With the camera parameters collected in the ENSAM dataset, the reference annotations of the head and the neck were projected onto the corresponding images. A circle covering the subject’s face was drawn based on these projections in the images. The pixels inside the circle were blurred using Gaussian blur. A Gaussian kernel size of 25 × 25 was carefully selected with which the faces of different sizes could all be blurred properly. The standard deviation of the kernel was set to 4.1 and determined automatically using OpenCV [24]. Using this method, face blurring of the images of all 43 subjects in the dataset was performed. Figure 3 shows some example images after face blurring.

2.2. Experiment Setup

As in [5], the 3D human pose estimation algorithm applied in this paper was the learnable triangulation algorithm proposed by [25]. The algorithm consists of two main parts, namely, 2D and 3D human pose estimation.
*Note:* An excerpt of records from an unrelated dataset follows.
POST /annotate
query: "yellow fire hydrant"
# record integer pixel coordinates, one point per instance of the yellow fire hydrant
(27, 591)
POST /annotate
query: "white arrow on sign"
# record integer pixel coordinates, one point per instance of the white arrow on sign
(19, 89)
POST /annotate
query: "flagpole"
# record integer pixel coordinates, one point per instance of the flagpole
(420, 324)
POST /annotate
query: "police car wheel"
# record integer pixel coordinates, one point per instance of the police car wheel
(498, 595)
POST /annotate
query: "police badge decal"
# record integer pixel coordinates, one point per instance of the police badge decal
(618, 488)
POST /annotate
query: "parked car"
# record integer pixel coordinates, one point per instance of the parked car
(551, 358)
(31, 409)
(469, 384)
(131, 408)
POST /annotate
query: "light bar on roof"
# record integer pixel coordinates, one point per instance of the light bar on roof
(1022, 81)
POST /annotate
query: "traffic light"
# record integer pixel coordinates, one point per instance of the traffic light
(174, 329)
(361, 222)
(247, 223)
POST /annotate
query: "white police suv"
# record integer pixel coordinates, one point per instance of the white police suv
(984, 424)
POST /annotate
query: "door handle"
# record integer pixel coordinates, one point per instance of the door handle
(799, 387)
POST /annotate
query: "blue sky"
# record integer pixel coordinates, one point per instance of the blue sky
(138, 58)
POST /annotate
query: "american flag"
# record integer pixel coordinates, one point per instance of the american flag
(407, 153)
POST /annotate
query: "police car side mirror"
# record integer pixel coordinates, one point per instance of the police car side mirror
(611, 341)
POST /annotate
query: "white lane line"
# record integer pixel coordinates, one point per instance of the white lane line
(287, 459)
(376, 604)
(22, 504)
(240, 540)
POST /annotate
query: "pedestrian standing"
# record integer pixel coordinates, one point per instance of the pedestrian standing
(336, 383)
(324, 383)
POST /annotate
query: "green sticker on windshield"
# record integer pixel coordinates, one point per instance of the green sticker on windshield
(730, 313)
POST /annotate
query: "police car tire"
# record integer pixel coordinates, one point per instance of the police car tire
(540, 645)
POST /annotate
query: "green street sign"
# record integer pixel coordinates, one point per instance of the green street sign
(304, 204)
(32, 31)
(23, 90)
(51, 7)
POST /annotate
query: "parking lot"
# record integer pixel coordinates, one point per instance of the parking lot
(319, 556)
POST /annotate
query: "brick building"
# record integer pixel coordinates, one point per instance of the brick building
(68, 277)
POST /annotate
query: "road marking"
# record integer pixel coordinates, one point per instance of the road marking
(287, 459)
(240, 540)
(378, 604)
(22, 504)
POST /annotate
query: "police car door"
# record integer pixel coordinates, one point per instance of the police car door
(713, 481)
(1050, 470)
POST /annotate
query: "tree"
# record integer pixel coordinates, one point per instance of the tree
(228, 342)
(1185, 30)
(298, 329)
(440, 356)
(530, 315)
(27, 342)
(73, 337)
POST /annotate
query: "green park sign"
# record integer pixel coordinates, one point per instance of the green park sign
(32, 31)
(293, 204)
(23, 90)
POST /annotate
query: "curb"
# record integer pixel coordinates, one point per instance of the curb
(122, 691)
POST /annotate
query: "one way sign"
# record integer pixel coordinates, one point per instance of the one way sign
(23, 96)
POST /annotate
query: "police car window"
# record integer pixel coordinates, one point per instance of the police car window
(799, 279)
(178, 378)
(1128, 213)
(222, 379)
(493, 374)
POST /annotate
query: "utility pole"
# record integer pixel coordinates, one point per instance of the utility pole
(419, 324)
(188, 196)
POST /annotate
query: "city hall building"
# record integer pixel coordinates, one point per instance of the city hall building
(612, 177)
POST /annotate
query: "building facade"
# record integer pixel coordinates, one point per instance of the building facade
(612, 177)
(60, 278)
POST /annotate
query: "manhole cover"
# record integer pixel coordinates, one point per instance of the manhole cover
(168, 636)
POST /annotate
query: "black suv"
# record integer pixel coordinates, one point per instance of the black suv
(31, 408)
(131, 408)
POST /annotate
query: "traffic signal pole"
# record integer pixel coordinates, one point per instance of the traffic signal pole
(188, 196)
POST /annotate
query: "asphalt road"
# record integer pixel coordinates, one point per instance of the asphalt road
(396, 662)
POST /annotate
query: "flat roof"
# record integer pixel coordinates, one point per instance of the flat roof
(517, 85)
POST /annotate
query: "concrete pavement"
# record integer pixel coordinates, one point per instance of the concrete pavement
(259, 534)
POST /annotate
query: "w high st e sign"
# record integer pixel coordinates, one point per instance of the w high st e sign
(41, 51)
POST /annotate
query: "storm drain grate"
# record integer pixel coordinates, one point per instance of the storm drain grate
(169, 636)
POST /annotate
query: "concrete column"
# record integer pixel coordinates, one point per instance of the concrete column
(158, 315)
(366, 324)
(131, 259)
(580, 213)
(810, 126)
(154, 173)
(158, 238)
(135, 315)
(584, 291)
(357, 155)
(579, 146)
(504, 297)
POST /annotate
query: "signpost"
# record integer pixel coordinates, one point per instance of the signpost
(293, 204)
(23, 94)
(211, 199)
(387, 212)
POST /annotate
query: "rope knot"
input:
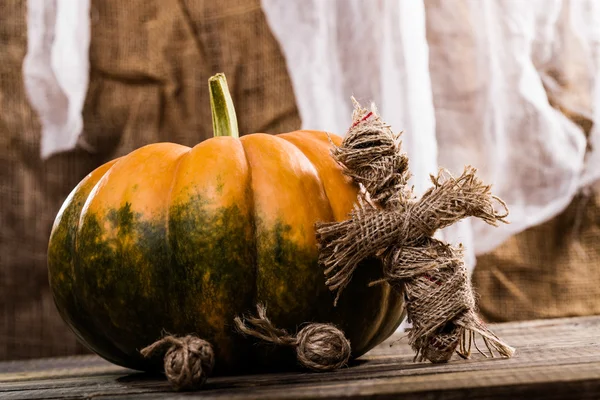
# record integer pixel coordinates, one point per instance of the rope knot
(319, 347)
(188, 360)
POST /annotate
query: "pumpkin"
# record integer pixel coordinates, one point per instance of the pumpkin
(179, 240)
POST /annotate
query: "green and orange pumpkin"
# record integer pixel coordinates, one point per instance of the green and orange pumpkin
(179, 240)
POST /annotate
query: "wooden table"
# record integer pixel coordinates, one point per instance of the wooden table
(555, 359)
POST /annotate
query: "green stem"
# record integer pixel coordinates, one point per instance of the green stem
(221, 106)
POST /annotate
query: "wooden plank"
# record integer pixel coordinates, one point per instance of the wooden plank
(554, 358)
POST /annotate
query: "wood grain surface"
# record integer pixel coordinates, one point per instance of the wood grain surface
(555, 359)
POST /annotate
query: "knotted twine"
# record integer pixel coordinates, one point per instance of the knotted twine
(390, 223)
(188, 360)
(319, 347)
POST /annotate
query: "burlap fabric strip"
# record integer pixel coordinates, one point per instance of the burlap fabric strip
(319, 347)
(389, 222)
(188, 360)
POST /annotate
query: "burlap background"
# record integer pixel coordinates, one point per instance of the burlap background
(150, 62)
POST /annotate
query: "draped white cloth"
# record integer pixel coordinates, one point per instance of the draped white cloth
(483, 82)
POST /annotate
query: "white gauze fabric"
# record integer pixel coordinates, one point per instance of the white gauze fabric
(469, 81)
(495, 67)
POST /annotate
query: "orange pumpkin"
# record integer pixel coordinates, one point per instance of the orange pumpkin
(181, 240)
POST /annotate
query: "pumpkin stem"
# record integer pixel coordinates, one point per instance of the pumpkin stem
(221, 106)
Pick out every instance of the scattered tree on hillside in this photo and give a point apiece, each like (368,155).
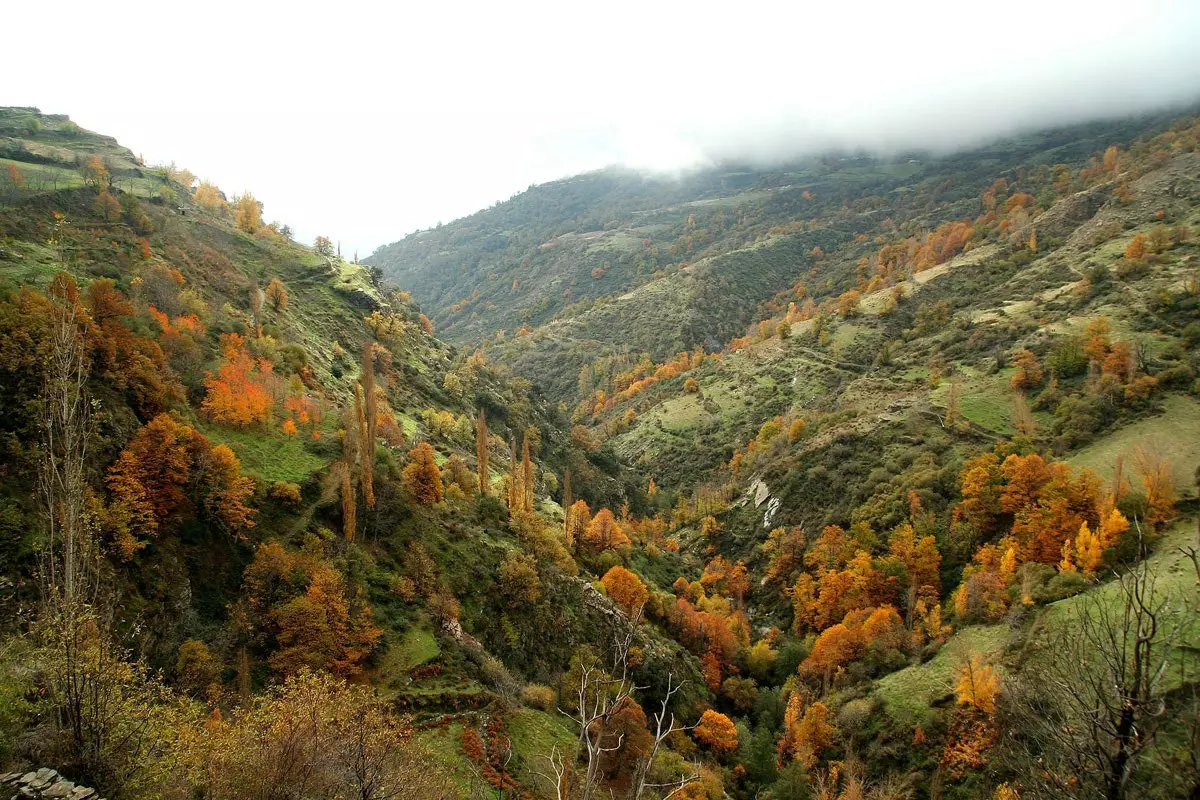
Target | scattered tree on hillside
(168,473)
(1029,371)
(238,395)
(423,479)
(625,589)
(277,294)
(481,468)
(370,420)
(95,173)
(247,214)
The 2D human pose estimation was performed for each camera view, and subsequently, the information from all views was fused to derive the 3D coordinates of keypoints of the human body using a trainable triangulation approach. Two approaches were proposed in the article, i.e., the algebraic and the volumetric triangulation, where the latter required the pelvis position to be estimated by the former.
Three training experiments were conducted, namely, #1, #2, and #3. The model training setup is summarized in Figure 1. In the experiments, original images or face-blurred images were utilized as the training set, with initial weights of the network being those provided in [25] or those acquired from the training of experiment #3. It is worth mentioning that the weights provided in [25] were obtained by training the network on the Human 3.6M dataset [26]. Regarding the number of training epochs, in experiments #1 and #3, the algebraic and the volumetric module were trained for 50 and 30 epochs, respectively, whereas in experiment #2, the 2 modules were finetuned for 30 and 20 epochs, respectively. At the end of each training epoch, we recorded the current model performance and the network weights. After the model training reached the number of epochs as described above, in each experiment, the epochs with the minimum error on the test set were then selected for the subsequent inference. The number of training epochs for the selected model is listed in Figure 1. Three models were obtained from the experiments, where models #1 and #2 were the experimental models, and model #3 was the control model. The training was performed using the Adam optimizer, with learning rates of 10−5 and 10−4 for the algebraic and the volumetric network, respectively. The training and evaluation of the neural network during the experiment was effectuated on a Linux server under Ubuntu 20.04.1 LTS 64 bits. The machine consisted of an AMD Ryzen 9 3900X 12-core processor and 125 GB RAM. It was equipped with 2 Nvidia TITAN RTX GPUs with 24 GB of RAM, one of which was employed in this study.
For the three models obtained in the experiments, their performances for human pose estimation and the subsequent kinematic analysis were analyzed on the original or the face-blurred test set.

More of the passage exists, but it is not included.